そろばん学んで充実の大学生活へ 

勉学において計算力が“武器”に

暗算八段、東京大学理科Ⅰ類に現役合格
 神奈川県の野中 潔さん


指導者・大貫氏(左)と野中さん

※指導者・大貫氏(左)と野中さん

 現役での東京大学(理科Ⅰ類)合格を果たした珠算優秀生は野中潔(のなか・きよし)さん。神奈川県立湘南高等学校出身。そろばん学習を小、中、高校の12年間継続して、大学受験に臨んだ。
 さぞ、そろばん学習と学業とを両立させていくのは難しいのでは、と思いつつ、質問をぶつけてみると、「特に勉学との両立は意識したことはありません。自分のやりたいこと、あるいは、やるべきことだと思ったことをしてきた結果、そうなった」と話してくれた。
また、「計算が速い、あるいは数字に親しんだ結果、勉学において計算力が“武器”になった。これからも珠算によって培われた集中力を大切にしたい」と珠算学習の効果と目標を語ってくれた。
 指導者・大貫春枝氏(大貫スクール・全珠連神奈川県支部 相模原市)も教え子の快挙の知らせに接し、喜びを隠し切れない。
 「小学校1年生から12年間教えた生徒が、東京大学に現役合格して、大変うれしく、光栄に思います。
 圧倒的な暗算力(八段)と、その過程で培われたイメージ力や集中力を身に付けた結果が出たものと確信しています。

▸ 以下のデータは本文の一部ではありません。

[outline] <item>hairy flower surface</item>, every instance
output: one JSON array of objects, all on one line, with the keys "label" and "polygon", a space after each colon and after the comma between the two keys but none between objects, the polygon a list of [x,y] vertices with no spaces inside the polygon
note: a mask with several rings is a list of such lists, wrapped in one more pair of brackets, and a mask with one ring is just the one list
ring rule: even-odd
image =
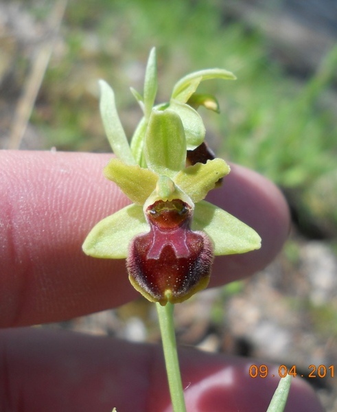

これからも自分の能力や個性を十分に発揮して、活躍してほしい」と祝福している。
 趣味は、小説等文章を書くこととピアノ演奏。特技は暗算。
 大学では「今のうちに英語、中国語をできるだけ話せるようにしておきたい」と入学後の希望を述べた。
 将来の夢は「誰でも楽しく学べるような参考書を作ること」という。
 珠算学習を続けている後輩たちへのアドバイスは「自分が、広くは、世界のために、身近では、周囲のために、何ができるかを考えた行動を取ってほしい」ということばを送った。
 このことばを自分自身にも課して、成長を続けていくことであろう。